We get to the Spliter Peak Trail Junction and discuss our options, as the weather is getting downright bad. It is 5 PM and the predicted clearing of weather is not happening, it is getting worse. We are prepared for hot temperatures not a cold, windy, winter storm. We decide to hike to Fobes Saddle two miles away, and then make a decision. There are some nice sheltered areas in the saddle, but the saddle can have the worst weather and wind in the range. By the time we get to Fobes it is probably around freezing and getting worse. No one wants to bail, but everyone seems relieved when I push to cancel. Odds are things will get better, but if it gets worse, we will be in a bad position. For the first time ever on a backpacking trip, I had brought my cell phone, as I felt responsible for the group as the organizer. We call my wife and she drives up. After about 3 or 4 miles of hiking we meet her on the road. We can always do the trip another time, and are alive to talk about it 🙂
Well, that is the Good, Bad, and the Ugly.
All in all, it was a great time and we had a lot of fun. But everyone was bummed we bailed, and glad at the same time.
So how windy was it? Well here is a
Speaking of sand, this is what Indian Canyon Drive near I-10 looked like two days after the storm. Road crews removed SEVERAL THOUSAND CUBIC YARDS of sand. This road into Palm Springs was closed for several days as workers hustled to remove the two-days of sand from the storm. Here is a picture from the local news station.
Pictures Below Courtesy of Chad Eagle
Day 1: Early morning start from the Palm Springs Desert Museum parking lot.

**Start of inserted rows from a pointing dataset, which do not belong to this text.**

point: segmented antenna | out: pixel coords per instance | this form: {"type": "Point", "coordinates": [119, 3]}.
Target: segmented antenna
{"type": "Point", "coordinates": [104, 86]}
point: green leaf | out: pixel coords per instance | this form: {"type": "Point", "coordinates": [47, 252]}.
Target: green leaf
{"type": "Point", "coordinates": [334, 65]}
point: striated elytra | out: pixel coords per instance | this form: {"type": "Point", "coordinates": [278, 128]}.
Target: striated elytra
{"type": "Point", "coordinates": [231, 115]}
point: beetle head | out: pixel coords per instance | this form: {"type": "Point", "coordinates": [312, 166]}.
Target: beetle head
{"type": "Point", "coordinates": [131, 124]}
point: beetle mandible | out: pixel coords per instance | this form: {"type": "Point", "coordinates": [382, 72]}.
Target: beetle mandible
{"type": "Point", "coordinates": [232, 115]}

Day 1: As predicted we head up into warm weather and blue skies.
Day 1: Early morning view of Palm Springs.
Day 1: Descending the mountain. Top of the mountain looks clear.
Day 1: Looking down as we descend the tram, bad weather is rolling in quickly.
Day 2: We start the hike from the mountain tram station.
Day 2: The day starts out clear, crisp, and cold — around 32 F.
Day 2: Clearing trend — at least the weatherman and our group thinks so.
Day 2: More bad weather rolling in.
Day 2: Weather continues to deteriorate. Soon visibility will be only 10 feet.